Life stuff happens all the time of course, though for many it has become more complex through the last two years. But when you are in the swing of doing something, life stuff doesn’t get in the way of it so much – in fact, choir can provide both an escape from it and a valuable support network. When you’re out of practice, it’s a whole different proposition. Getting both voice and brain back into choir mode is going to demand more of your mental and emotional energy than it takes to keep going once you’re up and going.

Those of us who have been through the process of restarting can remember how the voices weren’t in best shape when we first resumed, and how cognitively tiring it was to be that over-stimulated. Our missing singers aren’t wrong to feel a bit daunted at the prospect. It is quite rational to want to clear some of the other stuff out of the way to make headspace for it. And the first step, as in so many things, is the hardest.

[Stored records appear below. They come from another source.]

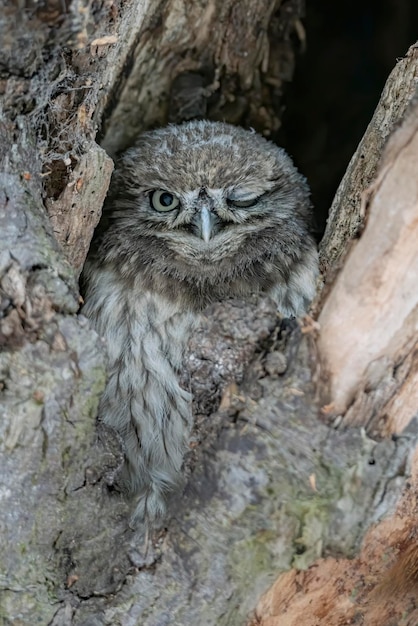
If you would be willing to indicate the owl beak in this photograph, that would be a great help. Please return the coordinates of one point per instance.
(207, 220)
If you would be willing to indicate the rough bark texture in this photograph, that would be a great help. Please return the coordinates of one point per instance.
(346, 217)
(271, 485)
(374, 301)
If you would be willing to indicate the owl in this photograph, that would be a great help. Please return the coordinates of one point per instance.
(197, 213)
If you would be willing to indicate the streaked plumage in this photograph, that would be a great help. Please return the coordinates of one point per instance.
(196, 213)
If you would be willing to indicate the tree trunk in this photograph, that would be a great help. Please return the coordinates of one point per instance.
(273, 483)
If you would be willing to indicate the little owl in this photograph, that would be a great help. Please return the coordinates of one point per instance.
(196, 213)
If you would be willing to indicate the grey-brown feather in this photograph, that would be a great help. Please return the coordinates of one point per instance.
(150, 273)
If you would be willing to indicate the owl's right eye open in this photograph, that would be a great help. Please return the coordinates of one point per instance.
(163, 200)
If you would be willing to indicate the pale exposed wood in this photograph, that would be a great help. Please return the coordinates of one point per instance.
(376, 588)
(346, 217)
(368, 322)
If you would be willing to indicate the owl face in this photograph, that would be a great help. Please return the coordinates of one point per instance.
(207, 203)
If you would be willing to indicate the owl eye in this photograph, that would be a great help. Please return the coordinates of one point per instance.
(241, 204)
(163, 200)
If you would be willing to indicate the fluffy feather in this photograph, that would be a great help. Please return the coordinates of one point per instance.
(239, 225)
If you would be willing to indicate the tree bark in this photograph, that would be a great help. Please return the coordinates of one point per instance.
(271, 484)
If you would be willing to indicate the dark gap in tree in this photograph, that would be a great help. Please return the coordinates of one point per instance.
(351, 49)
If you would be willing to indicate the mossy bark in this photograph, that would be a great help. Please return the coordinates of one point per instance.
(270, 484)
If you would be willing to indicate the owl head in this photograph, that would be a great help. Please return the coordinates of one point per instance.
(205, 210)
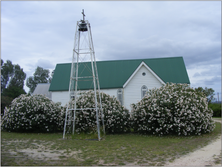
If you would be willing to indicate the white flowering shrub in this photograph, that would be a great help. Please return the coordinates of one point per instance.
(173, 109)
(116, 117)
(34, 113)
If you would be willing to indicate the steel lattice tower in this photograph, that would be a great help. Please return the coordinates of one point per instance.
(83, 51)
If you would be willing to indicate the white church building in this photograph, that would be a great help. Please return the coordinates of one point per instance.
(128, 80)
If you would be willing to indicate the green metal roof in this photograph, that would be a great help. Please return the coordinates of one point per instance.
(114, 74)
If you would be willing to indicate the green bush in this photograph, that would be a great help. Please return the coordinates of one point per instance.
(116, 117)
(173, 109)
(216, 107)
(32, 114)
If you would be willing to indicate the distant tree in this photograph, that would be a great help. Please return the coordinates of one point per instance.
(12, 82)
(6, 73)
(40, 76)
(209, 93)
(18, 77)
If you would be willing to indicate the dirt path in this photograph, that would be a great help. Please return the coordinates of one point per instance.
(208, 155)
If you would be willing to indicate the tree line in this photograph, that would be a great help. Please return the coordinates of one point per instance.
(13, 79)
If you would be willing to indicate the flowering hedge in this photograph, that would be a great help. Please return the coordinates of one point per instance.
(173, 109)
(33, 114)
(116, 117)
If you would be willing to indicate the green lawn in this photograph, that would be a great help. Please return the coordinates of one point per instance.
(125, 149)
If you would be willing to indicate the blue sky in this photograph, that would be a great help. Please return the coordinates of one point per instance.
(41, 33)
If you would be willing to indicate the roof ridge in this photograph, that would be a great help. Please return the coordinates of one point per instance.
(129, 59)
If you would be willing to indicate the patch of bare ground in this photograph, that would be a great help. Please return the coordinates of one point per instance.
(210, 155)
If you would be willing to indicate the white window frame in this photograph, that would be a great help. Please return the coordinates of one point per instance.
(144, 90)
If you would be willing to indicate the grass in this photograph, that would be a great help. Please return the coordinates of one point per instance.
(122, 149)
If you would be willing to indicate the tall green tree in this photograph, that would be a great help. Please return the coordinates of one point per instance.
(6, 73)
(209, 93)
(12, 82)
(40, 76)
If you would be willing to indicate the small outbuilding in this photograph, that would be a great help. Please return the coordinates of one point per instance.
(128, 80)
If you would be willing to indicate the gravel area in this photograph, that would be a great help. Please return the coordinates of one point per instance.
(209, 155)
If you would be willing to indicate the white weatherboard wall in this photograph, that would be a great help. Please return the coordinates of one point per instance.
(132, 91)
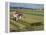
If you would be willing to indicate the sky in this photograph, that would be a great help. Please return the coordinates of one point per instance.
(27, 5)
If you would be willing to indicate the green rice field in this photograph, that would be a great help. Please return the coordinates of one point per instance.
(33, 20)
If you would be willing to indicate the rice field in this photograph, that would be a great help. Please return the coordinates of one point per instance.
(33, 20)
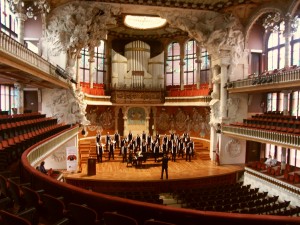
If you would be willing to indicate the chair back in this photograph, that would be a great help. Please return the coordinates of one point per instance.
(113, 218)
(157, 222)
(12, 219)
(81, 214)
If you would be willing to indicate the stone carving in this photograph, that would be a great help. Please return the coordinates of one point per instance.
(163, 120)
(233, 148)
(180, 120)
(106, 119)
(215, 111)
(78, 25)
(232, 107)
(136, 116)
(216, 31)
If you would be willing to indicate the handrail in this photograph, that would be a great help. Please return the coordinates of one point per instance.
(49, 145)
(266, 80)
(139, 210)
(9, 46)
(279, 138)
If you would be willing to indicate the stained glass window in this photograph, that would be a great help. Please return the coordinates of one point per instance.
(190, 66)
(173, 64)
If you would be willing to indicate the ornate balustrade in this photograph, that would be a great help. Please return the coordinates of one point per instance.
(272, 185)
(285, 78)
(13, 51)
(142, 96)
(263, 135)
(102, 203)
(41, 151)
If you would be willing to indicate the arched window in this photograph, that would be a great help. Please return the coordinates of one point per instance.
(7, 20)
(84, 66)
(8, 96)
(205, 67)
(276, 49)
(190, 66)
(173, 64)
(295, 47)
(100, 63)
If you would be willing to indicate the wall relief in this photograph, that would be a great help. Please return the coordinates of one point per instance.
(136, 116)
(233, 148)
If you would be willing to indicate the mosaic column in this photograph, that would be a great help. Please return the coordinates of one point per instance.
(21, 18)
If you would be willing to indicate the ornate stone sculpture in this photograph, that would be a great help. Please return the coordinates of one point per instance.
(214, 30)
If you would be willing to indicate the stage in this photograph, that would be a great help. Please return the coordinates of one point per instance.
(116, 170)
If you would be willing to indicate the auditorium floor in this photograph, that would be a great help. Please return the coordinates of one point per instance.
(181, 169)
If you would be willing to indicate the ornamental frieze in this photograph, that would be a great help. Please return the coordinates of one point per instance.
(137, 97)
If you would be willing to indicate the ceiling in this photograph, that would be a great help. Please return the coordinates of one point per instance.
(240, 8)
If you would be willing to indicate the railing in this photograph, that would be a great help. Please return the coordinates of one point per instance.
(15, 50)
(138, 210)
(280, 76)
(47, 147)
(280, 138)
(279, 186)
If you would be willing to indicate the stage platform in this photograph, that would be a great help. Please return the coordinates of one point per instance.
(116, 170)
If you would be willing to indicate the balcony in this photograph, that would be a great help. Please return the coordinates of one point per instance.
(20, 65)
(287, 78)
(288, 140)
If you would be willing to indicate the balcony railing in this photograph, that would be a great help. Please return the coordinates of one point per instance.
(268, 79)
(13, 50)
(262, 135)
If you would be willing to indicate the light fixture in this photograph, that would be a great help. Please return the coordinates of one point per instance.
(30, 8)
(144, 22)
(272, 23)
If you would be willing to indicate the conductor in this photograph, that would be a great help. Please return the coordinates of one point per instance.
(164, 166)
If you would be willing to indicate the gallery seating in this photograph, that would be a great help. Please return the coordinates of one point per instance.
(113, 218)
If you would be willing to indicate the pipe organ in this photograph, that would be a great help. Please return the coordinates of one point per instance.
(136, 70)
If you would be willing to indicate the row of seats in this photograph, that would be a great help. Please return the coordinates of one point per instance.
(42, 208)
(12, 148)
(20, 117)
(143, 196)
(12, 129)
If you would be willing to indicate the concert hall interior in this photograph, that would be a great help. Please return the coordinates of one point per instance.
(149, 112)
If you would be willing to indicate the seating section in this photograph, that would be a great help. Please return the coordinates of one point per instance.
(19, 132)
(143, 196)
(98, 89)
(189, 90)
(272, 121)
(235, 198)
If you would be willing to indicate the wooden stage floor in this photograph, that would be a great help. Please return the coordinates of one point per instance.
(116, 170)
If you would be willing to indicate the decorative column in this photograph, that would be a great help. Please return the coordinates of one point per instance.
(125, 125)
(77, 70)
(21, 18)
(287, 35)
(285, 101)
(92, 71)
(19, 99)
(91, 65)
(181, 63)
(198, 70)
(225, 62)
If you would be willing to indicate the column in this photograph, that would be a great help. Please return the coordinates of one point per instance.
(285, 101)
(216, 82)
(21, 18)
(92, 71)
(77, 70)
(19, 88)
(224, 63)
(223, 92)
(198, 70)
(181, 66)
(287, 35)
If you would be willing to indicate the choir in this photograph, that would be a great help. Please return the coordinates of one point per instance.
(132, 148)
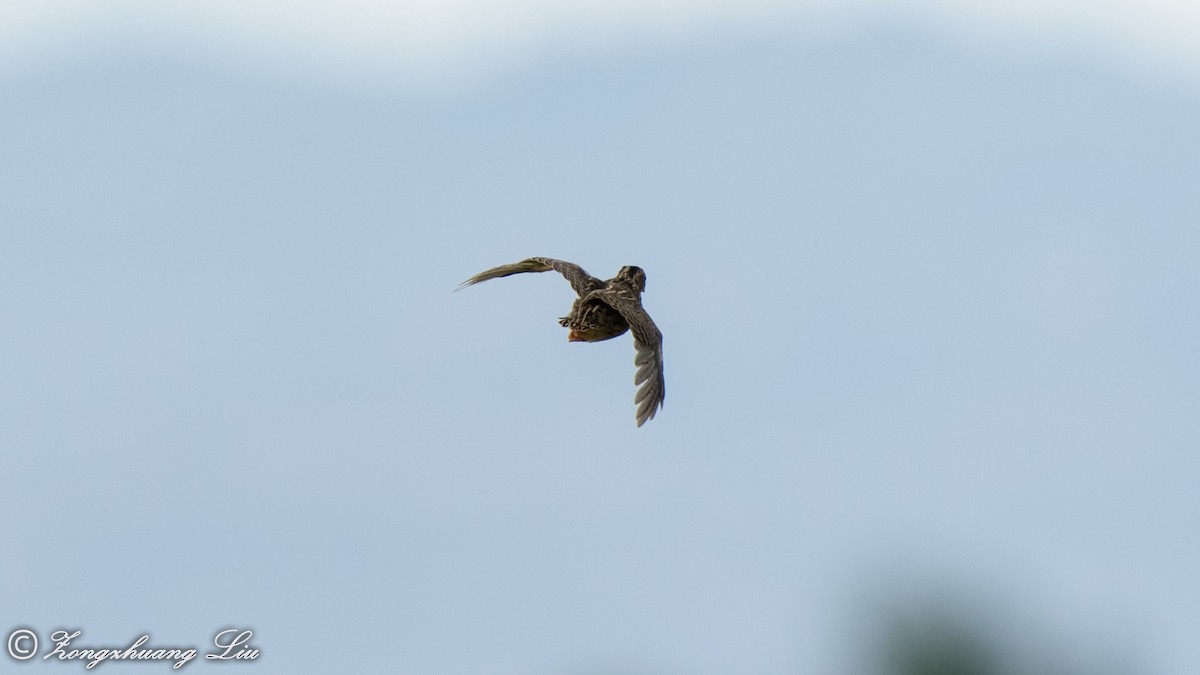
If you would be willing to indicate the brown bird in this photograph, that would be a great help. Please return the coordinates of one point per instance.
(605, 310)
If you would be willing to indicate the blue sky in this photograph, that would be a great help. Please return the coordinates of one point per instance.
(928, 298)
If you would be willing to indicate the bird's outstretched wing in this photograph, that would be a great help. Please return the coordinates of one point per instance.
(648, 342)
(581, 281)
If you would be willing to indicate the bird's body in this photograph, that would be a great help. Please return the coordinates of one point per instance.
(605, 310)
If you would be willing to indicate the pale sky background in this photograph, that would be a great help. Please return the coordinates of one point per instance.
(927, 276)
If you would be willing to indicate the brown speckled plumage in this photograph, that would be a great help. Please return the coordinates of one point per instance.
(603, 311)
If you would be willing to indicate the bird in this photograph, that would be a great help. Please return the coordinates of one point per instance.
(604, 310)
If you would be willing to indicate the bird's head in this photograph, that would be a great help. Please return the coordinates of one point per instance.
(633, 275)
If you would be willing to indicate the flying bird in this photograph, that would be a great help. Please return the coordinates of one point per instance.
(603, 311)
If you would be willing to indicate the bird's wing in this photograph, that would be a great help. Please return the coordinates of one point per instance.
(648, 342)
(580, 280)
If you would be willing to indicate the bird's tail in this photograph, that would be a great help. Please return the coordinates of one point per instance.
(528, 264)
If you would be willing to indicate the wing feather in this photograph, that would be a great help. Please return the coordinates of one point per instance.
(648, 345)
(581, 281)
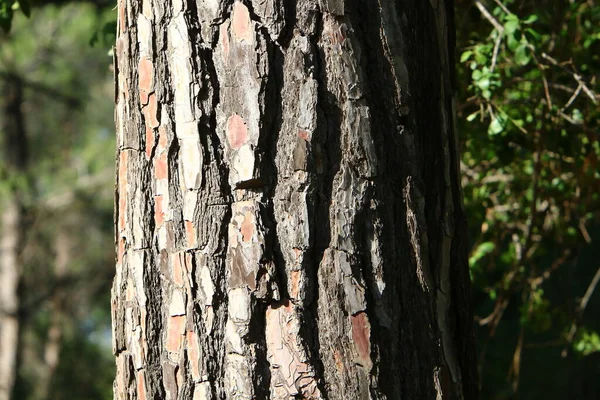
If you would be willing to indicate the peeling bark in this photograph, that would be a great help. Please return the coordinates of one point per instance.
(288, 211)
(11, 232)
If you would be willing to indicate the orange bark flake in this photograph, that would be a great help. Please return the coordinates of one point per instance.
(121, 250)
(161, 166)
(361, 335)
(224, 39)
(151, 111)
(141, 385)
(122, 18)
(247, 227)
(194, 354)
(175, 331)
(295, 278)
(149, 142)
(339, 363)
(162, 138)
(237, 132)
(145, 79)
(190, 234)
(304, 135)
(242, 25)
(123, 156)
(178, 269)
(159, 215)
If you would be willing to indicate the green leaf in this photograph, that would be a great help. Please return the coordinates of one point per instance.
(496, 126)
(522, 56)
(510, 27)
(25, 7)
(471, 117)
(531, 19)
(466, 55)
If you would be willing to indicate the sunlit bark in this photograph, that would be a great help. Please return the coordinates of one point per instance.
(288, 211)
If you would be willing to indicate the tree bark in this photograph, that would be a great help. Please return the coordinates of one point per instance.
(14, 168)
(289, 220)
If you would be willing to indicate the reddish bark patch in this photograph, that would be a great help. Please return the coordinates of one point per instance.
(121, 250)
(178, 269)
(361, 335)
(241, 25)
(194, 354)
(122, 18)
(247, 227)
(161, 166)
(149, 141)
(141, 385)
(224, 38)
(339, 363)
(190, 233)
(304, 135)
(162, 138)
(295, 278)
(145, 79)
(159, 215)
(123, 156)
(150, 111)
(175, 330)
(237, 132)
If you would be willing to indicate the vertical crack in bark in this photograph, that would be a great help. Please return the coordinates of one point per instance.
(264, 147)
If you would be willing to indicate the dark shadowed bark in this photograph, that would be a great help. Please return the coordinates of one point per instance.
(288, 214)
(12, 172)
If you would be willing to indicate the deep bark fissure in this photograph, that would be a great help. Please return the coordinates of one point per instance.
(287, 191)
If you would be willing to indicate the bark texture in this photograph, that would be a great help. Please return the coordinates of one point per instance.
(13, 168)
(288, 211)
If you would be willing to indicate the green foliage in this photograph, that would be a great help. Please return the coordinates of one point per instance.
(7, 10)
(587, 342)
(66, 189)
(529, 119)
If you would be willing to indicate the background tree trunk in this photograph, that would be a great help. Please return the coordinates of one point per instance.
(288, 212)
(12, 226)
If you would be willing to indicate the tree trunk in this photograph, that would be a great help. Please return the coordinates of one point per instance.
(13, 167)
(288, 211)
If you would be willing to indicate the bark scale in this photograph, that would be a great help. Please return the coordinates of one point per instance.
(288, 211)
(12, 216)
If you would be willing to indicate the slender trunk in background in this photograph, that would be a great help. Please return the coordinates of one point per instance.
(51, 355)
(13, 165)
(288, 211)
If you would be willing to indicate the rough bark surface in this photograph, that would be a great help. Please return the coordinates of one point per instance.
(12, 216)
(288, 211)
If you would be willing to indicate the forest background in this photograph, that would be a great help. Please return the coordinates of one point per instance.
(528, 119)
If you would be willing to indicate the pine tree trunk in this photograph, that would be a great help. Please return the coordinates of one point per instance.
(12, 227)
(288, 212)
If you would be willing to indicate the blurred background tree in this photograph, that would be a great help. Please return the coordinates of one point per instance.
(528, 114)
(56, 193)
(528, 119)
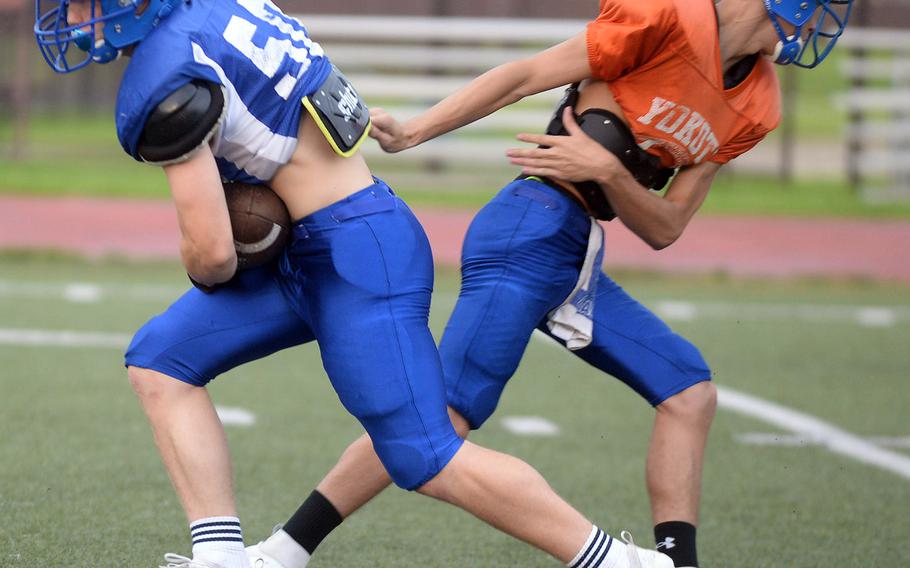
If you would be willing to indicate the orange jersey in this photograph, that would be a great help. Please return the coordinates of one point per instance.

One of the things about confidence, however, is that it follows action. If you wait until you feel confident to do something, you’ll never start. (This is the conversation I usually have with people about readiness to perform.) It’s an interestingly different set of obstacles with returning singers than with completely new members. Novices come in without expectations of themselves; if you know you are new, you accept that your skills will be less developed than everyone else’s at first. Returning singers come with knowledge of both what is required and what is possible, and therefore the capacity to gauge the extent to which they don’t measure up to their past selves. They’ll likely be far more judgemental about their current capacities than either their conductors or their fellow singers will be.

One of the goals of the Vocal Freedom Project is to support people in this position. It removes a lot of the pressures people experience when returning to choir - the demands of repertoire knowledge, the need to be ready to perform – and creates a space in which people can reconnect with their voices and find out what they have become.

Because of course none of us have emerged from the last two years the same as we went in. The passage of time would change us whatever happened, but the strange dislocations our lives have gone through have changed how we act, how we think, how we feel. It is only to be expected that it will also have changed how we sing. The Vocal Freedom Project aims to help people make friends with the new possibilities that emerge, sonically, expressively, so they can return to ensemble singing with more confidence in what their contribution will be.

Part of helping people come back, that is, lies in helping people move forward.